Sans une  valeur sociale centrale formulée et vécue, il y aura toujours une confusion idéologique. Sans elle, les voyous, les bandits, les débauchés, …  prospéraient dans l’arène politique. Dans un tel contexte, les hommes et les femmes intègres éprouveraient des difficultés certaines à conduire les affaires publiques ou à assumer leurs charges publiques avec droiture.  Ils seraient même souvent la risée de ceux qui vivent de la confusion en s’épanouissant dans le désordre.  L’exercice de l’autorité y serait  difficile, voire impossible. Tel est le cas en RDC.

Sans valeur sociale centrale précise, une véritable gouvernance n’existerait pas ! En RDC, une valeur sociale centrale – au contenu politique précis – est indispensable dans la perspective de lutte contre le fascisme (division sectaire fondée sur les appartenances sociales ou territoriales du passé), le racisme (division sectaire fondée sur l’appartenance raciale des individus) et le tribalisme (division sectaire fondée sur l’appartenance ethnique ou tribale).

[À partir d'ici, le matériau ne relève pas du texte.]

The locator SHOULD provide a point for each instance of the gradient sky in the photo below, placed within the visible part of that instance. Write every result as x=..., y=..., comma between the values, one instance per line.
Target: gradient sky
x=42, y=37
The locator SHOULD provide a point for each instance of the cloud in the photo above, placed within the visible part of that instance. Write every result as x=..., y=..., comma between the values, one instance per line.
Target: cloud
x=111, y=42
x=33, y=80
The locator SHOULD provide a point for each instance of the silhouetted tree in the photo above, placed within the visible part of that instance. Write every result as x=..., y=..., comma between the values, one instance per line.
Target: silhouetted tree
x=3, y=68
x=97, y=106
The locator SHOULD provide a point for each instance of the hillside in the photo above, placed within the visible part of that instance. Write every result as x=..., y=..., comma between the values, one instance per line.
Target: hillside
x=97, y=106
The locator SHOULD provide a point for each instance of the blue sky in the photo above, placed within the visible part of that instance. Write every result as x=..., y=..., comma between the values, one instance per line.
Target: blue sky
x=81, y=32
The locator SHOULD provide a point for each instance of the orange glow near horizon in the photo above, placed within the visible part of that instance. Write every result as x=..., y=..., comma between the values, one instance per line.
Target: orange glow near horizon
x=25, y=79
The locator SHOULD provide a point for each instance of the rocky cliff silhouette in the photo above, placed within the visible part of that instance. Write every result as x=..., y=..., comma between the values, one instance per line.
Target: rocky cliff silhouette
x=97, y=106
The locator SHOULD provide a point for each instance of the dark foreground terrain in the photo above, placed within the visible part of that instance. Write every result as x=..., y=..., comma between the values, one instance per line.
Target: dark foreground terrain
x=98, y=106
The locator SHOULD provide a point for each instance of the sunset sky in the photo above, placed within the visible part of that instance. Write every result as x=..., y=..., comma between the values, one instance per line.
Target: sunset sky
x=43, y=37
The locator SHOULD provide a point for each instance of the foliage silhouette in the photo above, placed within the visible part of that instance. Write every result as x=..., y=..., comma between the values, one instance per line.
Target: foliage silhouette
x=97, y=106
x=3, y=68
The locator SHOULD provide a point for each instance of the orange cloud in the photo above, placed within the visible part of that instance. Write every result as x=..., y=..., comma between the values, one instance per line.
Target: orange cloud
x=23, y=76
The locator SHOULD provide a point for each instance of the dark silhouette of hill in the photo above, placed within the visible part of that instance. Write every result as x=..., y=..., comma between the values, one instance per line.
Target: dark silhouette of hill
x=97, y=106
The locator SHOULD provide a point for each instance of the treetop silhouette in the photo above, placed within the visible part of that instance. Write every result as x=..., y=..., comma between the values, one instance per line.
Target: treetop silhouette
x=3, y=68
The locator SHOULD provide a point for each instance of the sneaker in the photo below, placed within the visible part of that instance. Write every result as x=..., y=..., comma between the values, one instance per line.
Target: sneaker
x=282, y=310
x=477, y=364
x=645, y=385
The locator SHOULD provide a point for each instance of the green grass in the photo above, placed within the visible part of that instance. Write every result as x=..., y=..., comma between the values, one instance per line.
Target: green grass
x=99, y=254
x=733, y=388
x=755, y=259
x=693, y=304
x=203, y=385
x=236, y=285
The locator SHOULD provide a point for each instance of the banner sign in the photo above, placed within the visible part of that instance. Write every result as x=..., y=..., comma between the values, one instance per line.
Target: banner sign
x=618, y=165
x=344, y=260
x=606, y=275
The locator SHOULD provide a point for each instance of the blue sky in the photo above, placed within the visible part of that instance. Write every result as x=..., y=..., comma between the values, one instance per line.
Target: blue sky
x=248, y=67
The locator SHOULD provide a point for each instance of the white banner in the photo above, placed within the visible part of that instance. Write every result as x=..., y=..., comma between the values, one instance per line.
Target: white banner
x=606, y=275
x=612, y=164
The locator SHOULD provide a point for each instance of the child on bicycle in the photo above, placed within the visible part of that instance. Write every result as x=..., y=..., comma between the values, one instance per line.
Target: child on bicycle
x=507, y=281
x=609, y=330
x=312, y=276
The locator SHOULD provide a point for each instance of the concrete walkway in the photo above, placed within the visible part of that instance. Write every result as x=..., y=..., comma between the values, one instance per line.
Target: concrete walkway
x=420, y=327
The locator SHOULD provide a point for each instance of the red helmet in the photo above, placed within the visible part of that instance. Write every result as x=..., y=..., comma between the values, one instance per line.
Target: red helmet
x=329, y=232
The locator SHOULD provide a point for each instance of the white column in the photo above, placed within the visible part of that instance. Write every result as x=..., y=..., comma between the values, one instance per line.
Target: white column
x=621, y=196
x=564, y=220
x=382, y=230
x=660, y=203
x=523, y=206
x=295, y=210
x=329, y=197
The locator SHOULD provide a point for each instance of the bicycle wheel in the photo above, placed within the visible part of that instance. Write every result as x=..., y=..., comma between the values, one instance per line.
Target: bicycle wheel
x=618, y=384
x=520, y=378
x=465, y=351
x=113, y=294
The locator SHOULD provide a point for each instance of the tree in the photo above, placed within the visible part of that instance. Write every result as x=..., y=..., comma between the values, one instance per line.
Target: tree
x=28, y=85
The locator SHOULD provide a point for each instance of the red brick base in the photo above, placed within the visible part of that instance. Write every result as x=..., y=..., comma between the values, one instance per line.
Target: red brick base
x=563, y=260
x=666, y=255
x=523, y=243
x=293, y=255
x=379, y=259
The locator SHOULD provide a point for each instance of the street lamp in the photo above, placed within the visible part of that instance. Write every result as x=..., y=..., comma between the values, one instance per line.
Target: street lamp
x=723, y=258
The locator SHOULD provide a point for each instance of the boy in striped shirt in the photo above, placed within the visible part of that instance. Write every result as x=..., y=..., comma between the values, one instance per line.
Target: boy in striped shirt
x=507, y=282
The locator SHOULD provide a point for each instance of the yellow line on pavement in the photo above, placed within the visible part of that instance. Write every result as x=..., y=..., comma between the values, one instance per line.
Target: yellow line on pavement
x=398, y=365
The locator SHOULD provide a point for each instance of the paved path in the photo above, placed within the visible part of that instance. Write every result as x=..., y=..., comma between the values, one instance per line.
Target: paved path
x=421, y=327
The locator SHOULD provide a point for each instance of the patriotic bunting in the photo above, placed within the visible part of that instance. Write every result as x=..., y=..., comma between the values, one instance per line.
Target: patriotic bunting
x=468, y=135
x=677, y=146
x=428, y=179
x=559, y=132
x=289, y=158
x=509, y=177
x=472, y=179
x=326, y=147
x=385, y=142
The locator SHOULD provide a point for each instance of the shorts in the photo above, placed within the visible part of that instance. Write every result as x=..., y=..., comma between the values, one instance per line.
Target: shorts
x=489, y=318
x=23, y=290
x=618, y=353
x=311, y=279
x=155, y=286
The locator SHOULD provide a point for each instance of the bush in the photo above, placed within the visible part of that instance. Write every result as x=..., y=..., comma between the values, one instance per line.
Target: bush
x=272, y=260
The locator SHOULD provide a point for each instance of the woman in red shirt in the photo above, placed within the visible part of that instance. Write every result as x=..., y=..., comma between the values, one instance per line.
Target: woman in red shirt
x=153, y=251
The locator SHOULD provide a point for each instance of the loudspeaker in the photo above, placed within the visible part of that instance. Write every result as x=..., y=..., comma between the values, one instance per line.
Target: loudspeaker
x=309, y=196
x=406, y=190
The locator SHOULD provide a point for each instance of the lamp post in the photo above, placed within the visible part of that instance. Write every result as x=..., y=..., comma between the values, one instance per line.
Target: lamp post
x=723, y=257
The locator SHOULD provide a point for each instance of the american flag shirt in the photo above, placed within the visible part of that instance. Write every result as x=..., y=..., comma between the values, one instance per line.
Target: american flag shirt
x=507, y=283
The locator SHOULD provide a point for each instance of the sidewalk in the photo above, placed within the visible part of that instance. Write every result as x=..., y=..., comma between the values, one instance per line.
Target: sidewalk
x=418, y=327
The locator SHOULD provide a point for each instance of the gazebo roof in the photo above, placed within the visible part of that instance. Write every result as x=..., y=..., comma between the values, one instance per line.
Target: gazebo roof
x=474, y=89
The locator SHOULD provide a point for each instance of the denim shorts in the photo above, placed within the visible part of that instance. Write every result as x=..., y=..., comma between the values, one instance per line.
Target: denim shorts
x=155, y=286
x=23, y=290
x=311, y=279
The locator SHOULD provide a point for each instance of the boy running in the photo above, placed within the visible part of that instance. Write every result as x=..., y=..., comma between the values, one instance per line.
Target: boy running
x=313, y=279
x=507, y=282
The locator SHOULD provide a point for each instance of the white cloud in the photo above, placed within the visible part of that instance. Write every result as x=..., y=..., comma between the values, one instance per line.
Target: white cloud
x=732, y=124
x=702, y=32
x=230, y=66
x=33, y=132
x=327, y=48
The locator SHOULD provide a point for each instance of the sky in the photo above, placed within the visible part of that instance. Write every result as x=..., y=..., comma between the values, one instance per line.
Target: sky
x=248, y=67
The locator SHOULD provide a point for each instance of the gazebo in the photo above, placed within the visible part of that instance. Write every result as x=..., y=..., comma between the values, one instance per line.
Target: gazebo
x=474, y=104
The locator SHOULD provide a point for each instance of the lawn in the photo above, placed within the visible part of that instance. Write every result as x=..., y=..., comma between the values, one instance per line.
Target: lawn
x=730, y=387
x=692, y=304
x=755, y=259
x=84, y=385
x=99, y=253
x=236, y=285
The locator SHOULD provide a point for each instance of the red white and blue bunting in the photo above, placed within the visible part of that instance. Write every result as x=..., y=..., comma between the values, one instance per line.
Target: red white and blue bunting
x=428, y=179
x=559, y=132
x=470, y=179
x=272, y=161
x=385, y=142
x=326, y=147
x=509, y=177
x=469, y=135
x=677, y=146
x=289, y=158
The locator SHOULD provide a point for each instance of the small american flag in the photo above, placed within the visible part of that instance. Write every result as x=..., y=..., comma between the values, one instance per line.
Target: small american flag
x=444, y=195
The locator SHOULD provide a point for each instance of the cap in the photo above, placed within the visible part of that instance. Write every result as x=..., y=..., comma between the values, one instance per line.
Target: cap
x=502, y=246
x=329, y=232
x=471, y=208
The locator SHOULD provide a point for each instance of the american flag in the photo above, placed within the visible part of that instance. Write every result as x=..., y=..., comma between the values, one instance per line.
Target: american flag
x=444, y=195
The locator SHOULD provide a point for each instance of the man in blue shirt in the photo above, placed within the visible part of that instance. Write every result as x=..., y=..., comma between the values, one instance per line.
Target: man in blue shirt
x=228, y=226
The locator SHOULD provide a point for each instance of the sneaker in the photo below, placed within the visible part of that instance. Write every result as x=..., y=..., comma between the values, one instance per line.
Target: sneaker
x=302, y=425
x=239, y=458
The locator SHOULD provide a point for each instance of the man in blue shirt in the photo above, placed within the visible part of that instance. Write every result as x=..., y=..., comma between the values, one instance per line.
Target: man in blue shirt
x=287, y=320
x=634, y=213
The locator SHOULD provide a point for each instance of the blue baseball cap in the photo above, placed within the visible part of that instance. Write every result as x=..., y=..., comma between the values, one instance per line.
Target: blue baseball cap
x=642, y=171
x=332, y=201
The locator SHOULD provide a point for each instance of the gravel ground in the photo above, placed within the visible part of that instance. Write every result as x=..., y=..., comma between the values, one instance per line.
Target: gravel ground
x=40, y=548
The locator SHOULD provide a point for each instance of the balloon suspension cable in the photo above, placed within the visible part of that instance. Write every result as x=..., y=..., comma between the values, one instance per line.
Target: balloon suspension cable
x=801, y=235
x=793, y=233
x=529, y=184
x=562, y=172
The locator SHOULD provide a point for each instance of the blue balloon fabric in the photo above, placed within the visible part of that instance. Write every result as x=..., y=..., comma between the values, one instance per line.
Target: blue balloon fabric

  • La ‘‘bonne gouvernance’’ serait la conséquence directe d’une révolution qui détruirait l’actuelle système politique actuel !  Dans cette perspective, la  valeur sociale centrale devrait – de manière pratique -, se concevoir par et pour les femmes et les hommes eux-mêmes du Congo. .
  • La ‘‘bonne gouvernance’’ devrait exister comme œuvre de ‘‘culture’’  et faire l’objet d’une  ‘‘communication’’ largement  validée par l’‘‘éducation’’ et  fécondée par la ‘‘recherche scientifique’’ dans un monde moderne. La valeur sociale deviendrait alors une ”valeur sociale centrale” si  elle se ”donnait”  à la  société comme une norme pour les comportements sociaux des individus.
  • Il serait  alors de la responsabilité d’un Pouvoir d’Etat d’utiliser   cette  ‘‘communication’’, cette ’‘‘éducation’’ et  cette ‘‘recherche scientifique’’ pour l’amélioration de la ‘‘condition sociale’’ des populations par une véritable ‘‘production matérielle’’, tout  en leur assurant   la nécessaire  ‘‘sécurité’’ – interne et externe -  et en leur fournissant l’ ‘‘énergie’’ et l’ ‘‘eau’’ indispensables à cette production matérielle.
  • Pour ce faire, il serait indispensable de compter avec l’‘‘administration locale’’ en vue d’organiser la société à  la base  et d’entretenir  des ‘‘relations extérieures’’ avec d’autres Etats pour obtenir ce dont ses propres populations ont  ou auraient besoin  mais qu’elles ne peuvent ou ne pourraient générer sur place.
  • Mais, il y aurait d’importantes tâches spécifiques à assumer – pour faire éclore une paix   durable dans la société ; ce sont celles de veiller à  la ‘‘santé’’ des hommes et des femmes et – en conséquence – de protéger leur ‘‘environnement’’, tout en apportant un soutien actif à  la dynamique vie sociale moderne en termes d’organisation des ‘‘transports’’ et des ‘‘télécommunications’’.
  • Aussi serait-il nécessaire de faire face aux inévitables conflits d’intérêts par une bonne distribution de la ‘‘justice’’  par une politique garantissant – à  tous et à  chacun – le respect des ‘‘droits humains’’ fondamentaux et par des arbitrages techniques en vue d’une véritable  ‘‘régulation  économique’’ de l’activité sociale aux bénéfices de la grande majorité des populations.
  • C’est pourquoi, il est ou serait impérieux pour un Pouvoir d’Etat  de baliser  le parcours des changements voulus ou attendus par une ‘‘planification et un aménagement du territoire’’, donc une planification de développement – coordonnée et ouverte -sur les générations futures en gestation dans la ‘‘jeunesse’’ d’aujourd’hui, et ce, en utilisant les ‘‘sports’’ comme une incitation à  la hardiesse ultérieurement indispensable aux innovations  et le ‘‘tourisme’’ comme un mode de découverte de soi et des autres.
  • Le tout supposerait l’existence d’une administration publique, fondée sur une notion de ‘‘solidarité nationale’’ dans la répartition des charges et des avantages entre  citoyens au sein de la ”Fonction publique”.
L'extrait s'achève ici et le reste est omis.